To keep the tomato stems securely lifted up off the ground, first tie a double knot tightly to the post, just below a notch or into one of the provided t-post holes. Then make another double knot around the tomato stem, beneath a spot where it branches. Keep this tie loose so the plant can continue to grow up and increase in height freely.
7. Prune to Size
It’s tricky to peg down universally accepted spacing for indeterminate tomatoes. Some seed packets will tell you to plant them 24 to 36 inches apart in rows 4 to 6 feet apart. Others will say to keep plants 30 to 48 inches apart in rows 3 to 4 feet apart.
Despite having the best intentions to toe the line on spacing recommendations to some degree, it never seems to work out that way for me. There are always extra sprouts when I start tomatoes from seed. Instead of throwing them away, I find a spot for them in the garden.
This year, with its surplus seedlings, worked out to only 24 inches between plants with 3 feet between rows. Certainly, we’re at the absolute minimum amount of suggested spacing! And yet the tomatoes are doing fine – the plants are producing fruit and are blight and disease-free.
Pruning indeterminates is not optional, especially when you want to squeeze more than advised into one planting bed.
Pruning all branches back to a single main stem will give earlier tomatoes but less yield overall. Allowing two or more leaders to grow will give more tomatoes, and the fruits will have better foliage protection from the sun.
Vine tomatoes are amazingly tolerant of heavy pruning, even late in the season. I’m liable to forget to keep on top of suckers as they appear, but I’ve found no major difference in production by removing branches even after they’ve become quite lengthy.
Indeterminate tomatoes don’t seem to mind. You can top them when they become too tall, and you can shorten branches that are too long. You can snip and hack away at the vines. As long as you keep at least one or two stems going, indeterminate tomatoes will continue to grow and produce fruit.

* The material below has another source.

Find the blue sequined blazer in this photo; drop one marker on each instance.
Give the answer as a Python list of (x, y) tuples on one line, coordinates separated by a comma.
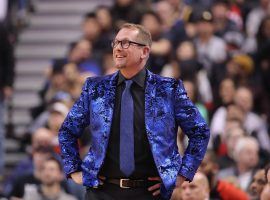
[(166, 107)]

All in all, there’s a lot to love about vine tomatoes, too:
For the bountiful and long harvests, for the diversity of varieties you can grow, for their resilience in less-than-ideal weather conditions, and for their easygoing nature and seeming imperviousness to diseases and pests.
All you’ve got to do is prune and support them along the way. For me, it’s a small price to pay for reliable and continuous tomato production every year.